Friday, April 10, 2026

Call to Adventure: The life and times of Francis Maginn – a tale of historical language injustice which still resonates today (c21 Theatre on tour)

Paperwork and files from a building are being cleared. The boss is not impressed when he discovers a woman hoking through the kerbside skip recovering items. The papers and photographs relate to the work of Francis Maginn, a missionary and teacher who became deaf due to scarlet fever aged five. What starts out as an unfriendly tussle opens out into a conversation that opens his eyes and his ears to a fascinating piece of largely hidden history.

Call to Adventure: The life and times of Francis Maginn tells the story of a deaf man who fought for sign language to be recognised and valued in Britain and Ireland. Sign language was banned from schools at the 1880 Milan Congress in favour of – to use the now-outdated vocabulary of the time – “deaf and deaf mute people” using “pure oralism”. Maginn realises that “the suppression of sign teaches deceit” and doesn’t not make the valuable way of communicating go away.

The story follows Maginn as he bounces between Britain, Ireland, America and France. His experiences lead to lobbying and he proposes the creation of the British Deaf And Dumb Association … and is suitably appalled when a hearing man is appointed as the first chair. Along the way, Alexander Graham Bell’s work to promote oralism is critiqued: the inventor of the telephone’s mother was deaf and his wife lost her hearing as a child due to scarlet fever.
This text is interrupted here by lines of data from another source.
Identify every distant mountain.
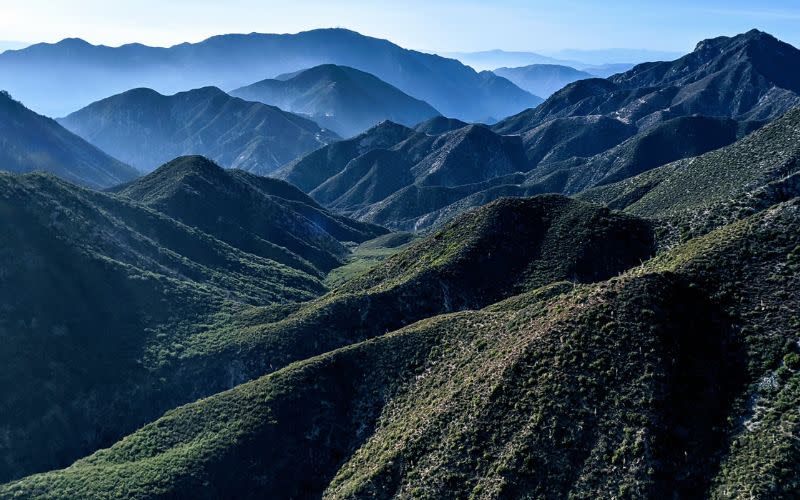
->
[231,64,439,137]
[59,87,338,174]
[441,49,575,71]
[581,63,636,78]
[494,64,595,98]
[494,30,800,137]
[275,119,528,230]
[579,108,800,224]
[547,48,684,69]
[0,29,540,121]
[278,28,800,230]
[414,116,469,135]
[116,156,387,275]
[0,40,30,52]
[0,92,138,188]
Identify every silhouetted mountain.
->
[494,30,800,137]
[414,116,469,135]
[276,122,528,229]
[277,31,800,230]
[0,92,138,188]
[0,29,541,120]
[59,87,338,174]
[231,64,439,137]
[579,108,800,225]
[494,64,595,98]
[118,156,387,274]
[528,116,761,194]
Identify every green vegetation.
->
[325,233,414,288]
[0,174,325,480]
[115,156,387,275]
[0,32,800,498]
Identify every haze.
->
[6,0,800,52]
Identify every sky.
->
[0,0,800,52]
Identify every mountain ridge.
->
[231,64,439,137]
[59,87,339,174]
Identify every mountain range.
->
[0,92,137,188]
[275,31,800,230]
[59,87,339,174]
[0,96,800,492]
[441,49,683,73]
[0,157,386,480]
[0,24,800,499]
[231,64,439,137]
[494,64,594,98]
[0,29,541,121]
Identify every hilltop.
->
[0,92,138,188]
[59,87,339,174]
[231,64,439,137]
[0,29,541,120]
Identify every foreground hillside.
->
[0,91,138,188]
[0,190,653,479]
[0,157,385,480]
[231,64,439,137]
[59,87,339,174]
[3,177,800,498]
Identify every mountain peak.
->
[694,29,778,52]
[156,155,222,173]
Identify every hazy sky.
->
[0,0,800,51]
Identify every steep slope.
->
[482,30,800,199]
[231,64,439,137]
[7,191,800,498]
[495,30,800,133]
[0,29,541,120]
[0,174,325,480]
[279,31,800,230]
[580,108,800,225]
[414,116,469,135]
[0,92,137,188]
[277,124,528,229]
[494,64,594,99]
[117,156,386,274]
[272,121,413,193]
[59,87,338,174]
[528,116,762,194]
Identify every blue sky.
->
[0,0,800,52]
Yet Bell feared that deaf people socialising together and marrying each other would breed a “deaf race”, something that would be less likely if communication was always spoken and never signed.

Directors Stephen Kelly and Lisa Kelly give the biographical story plenty of heart, and while some conversations necessarily require performers to face the audience so their signing is visible, the death of a close friend of Maginn’s is delivered by the cast as an emotionally impactful moment. Mark Revels-Barker’s set transforms the yellow skip from the opening scene into many different locations.

Supported by Paula Clarke and Eoghan Lamb who multi-role throughout the one-act play, Jamie Rea very ably plays Maginn, conveying the warmth and perseverance of the central character. The cast confidently switch between roles and languages.

Maginn believed that the deaf community should be “free to communicate not conform”. c21 Theatre’s production embodies those values with an ambitious performance that makes the telling of its story equally accessible for deaf and hearing audiences. There’s a beautiful balance to how the script by Charis McRoberts and Paula Clarke is brought to life. A mix of speech, signing (mostly by the characters, though Seamus Henry steps on stage at various points to interpret some speeches), voiceovers, projected subtitles and gestures make sure that everyone can follow what’s happening.

Call to Adventure is a timely history lesson and story of fighting injustice to share while the Northern Ireland Assembly is currently examining the Sign Language Bill. (The bill completed its consideration stage just before the Assembly broke for Easter.)

I attended the packed opening night performance in the Lyric Theatre and was back in the same venue watching a different show the following evening. It was heart-warming on both evenings to see the c21 Theatre audience spilling out into the theatre foyer and bar, with as many silent signed conversations happening as spoken ones.

Call to Adventure’s handling of language reminded me of two older theatre experiences (which were less accessible but still enjoyable). Aisling Ghéar’s production of Dave Duggan’s play Makaronik (reviewed) in the 2014 Belfast Festival was performed with three quarters of its dialogue in Irish, the rest in English and Empirish (a language made up by the playwright with its roots in Orwell’s Newspeak/1984 and pidgin English). Knowing Irish would have made the storytelling much richer, but the brief explanatory surtitles kept the story flowing. And back in 2018, I watched a Serbian play with Macedonia surtitles based on a Danish film with zero English in a North Macedonian international theatre festival. Not everything happening on the stage is about the words: otherwise it would just be visualised radio!

c21’s commitment to telling high quality stories that include a diverse range of characters through highly accessible performances is to be applauded. Audiences will watch opera performed in its original language. So why not plays that are signed? Hopefully their work along with a small number of other local theatre companies will boost the number of playwrights, actors, directors and creatives from the deaf community making work on Northern Ireland stages and beyond.

Call to Adventure: The life and times of Francis Maginn is currently touring through Courtyard Theatre, Newtownabbey (Friday 10 April), The Old Church, Cushendun (Saturday 11), Market Place Theatre, Armagh (Thursday 30), Island Arts Centre, Lisburn (Friday 1 May) and Down Arts Centre (Saturday 2 May).